ReFS - brief explanation
Article Number: 000003466 | Last Modified: 2020/03/30
The most widely used file system today within the Windows environment is called NTFS, a successor to FAT32. NTFS began widespread use with Windows 2000 and XP and is since it's introduction the standard file system for all Windows Operating Systems.
QlikView is heavily dependent on the file system. For instance, looking into the Release Notes for the current releases one can read: Network Storage Devices other than Microsoft Windows based shares are known to cause system instability and are not currently supported.
This means that if a customer has a NAS/SAN with other than Windows-based shares, i.e. simulated NTFS rights, it might not work. QlikView work very closely to this level of the OS, and thus is very dependent on the file system.
With Windows Server 2012, Microsoft has introduced a new file system, ReFS.
ReFS stands for Resilient File System meaning that it is a file system designed to be able to handle disturbances or an unstable environment.

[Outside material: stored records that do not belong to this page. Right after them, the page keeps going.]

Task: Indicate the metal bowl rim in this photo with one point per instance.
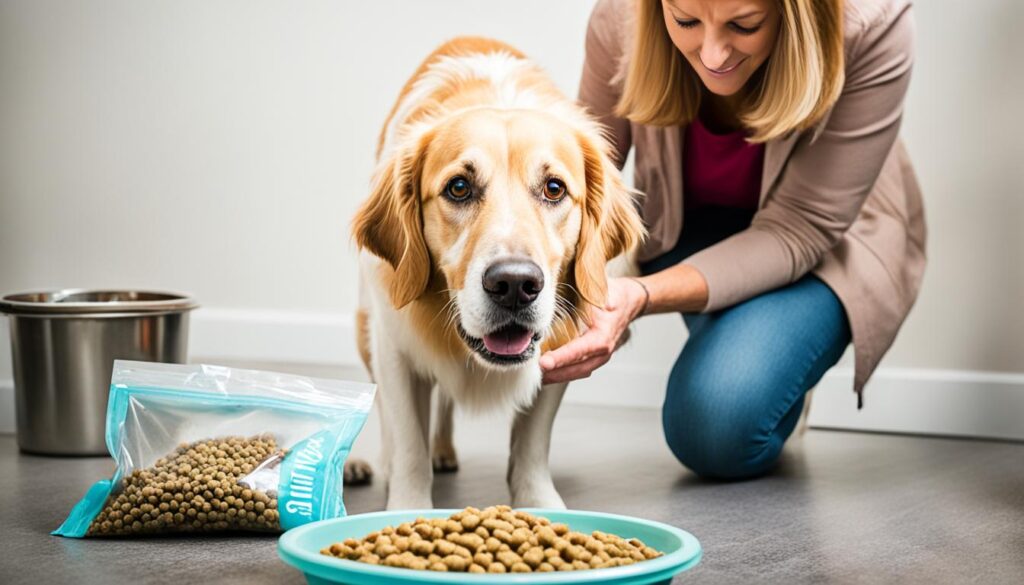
(12, 303)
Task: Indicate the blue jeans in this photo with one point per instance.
(736, 389)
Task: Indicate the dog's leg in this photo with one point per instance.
(442, 448)
(404, 419)
(528, 473)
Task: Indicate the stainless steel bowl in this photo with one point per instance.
(64, 344)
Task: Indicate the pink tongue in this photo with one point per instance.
(508, 342)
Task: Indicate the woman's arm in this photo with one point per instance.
(599, 88)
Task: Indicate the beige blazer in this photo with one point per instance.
(840, 200)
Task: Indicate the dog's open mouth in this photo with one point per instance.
(511, 343)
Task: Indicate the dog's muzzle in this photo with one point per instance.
(512, 285)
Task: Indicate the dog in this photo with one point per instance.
(494, 210)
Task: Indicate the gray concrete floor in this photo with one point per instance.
(840, 508)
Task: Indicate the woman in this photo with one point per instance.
(783, 215)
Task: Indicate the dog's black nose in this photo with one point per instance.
(514, 283)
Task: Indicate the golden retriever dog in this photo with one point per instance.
(494, 211)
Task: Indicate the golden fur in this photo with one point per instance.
(403, 202)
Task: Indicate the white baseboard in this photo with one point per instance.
(911, 401)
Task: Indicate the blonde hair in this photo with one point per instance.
(802, 79)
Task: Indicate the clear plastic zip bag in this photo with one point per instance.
(213, 449)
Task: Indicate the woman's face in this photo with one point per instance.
(725, 41)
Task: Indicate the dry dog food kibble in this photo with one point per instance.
(199, 488)
(493, 540)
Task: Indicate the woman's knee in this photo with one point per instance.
(721, 427)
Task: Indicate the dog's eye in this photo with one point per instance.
(458, 189)
(554, 190)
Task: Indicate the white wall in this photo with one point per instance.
(220, 148)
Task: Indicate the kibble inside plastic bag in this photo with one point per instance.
(211, 449)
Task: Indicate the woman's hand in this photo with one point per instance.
(580, 358)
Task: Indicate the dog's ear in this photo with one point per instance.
(610, 224)
(390, 222)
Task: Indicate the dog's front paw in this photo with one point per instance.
(537, 495)
(357, 472)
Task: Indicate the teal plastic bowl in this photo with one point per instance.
(300, 547)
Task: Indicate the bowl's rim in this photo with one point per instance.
(688, 554)
(14, 303)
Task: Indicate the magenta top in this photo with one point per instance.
(721, 169)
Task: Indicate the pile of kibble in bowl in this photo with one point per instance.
(198, 488)
(493, 540)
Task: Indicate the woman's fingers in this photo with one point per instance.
(589, 344)
(576, 371)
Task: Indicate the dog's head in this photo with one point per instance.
(511, 214)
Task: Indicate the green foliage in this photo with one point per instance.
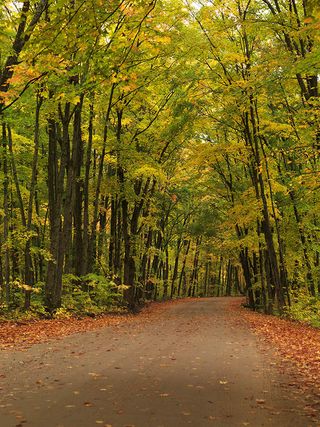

It is very compatible with NTFS, and the improved resiliency and scalability compared to its predecessor NTFS is greatly improved. It also has verification and autocorrect features, thus the idea behind a fully configured ReFS system is that it never needs to go offline.
As disks containing ReFS can't be bootable (i.e. you can't start Windows from it), it is not a full replacement or a competitor to NTFS, rather a completion.
It is not available in Windows 8, meaning it is a server side only file system. NTFS disks cannot be converted to ReFS, without loosing file content on the disk.
Windows Server 2008 R2 or any earlier OS does not support ReFS.
Customers might be starting to use ReFS for their documents, as the resilience might be of interest in datacenters and/or storage solutions.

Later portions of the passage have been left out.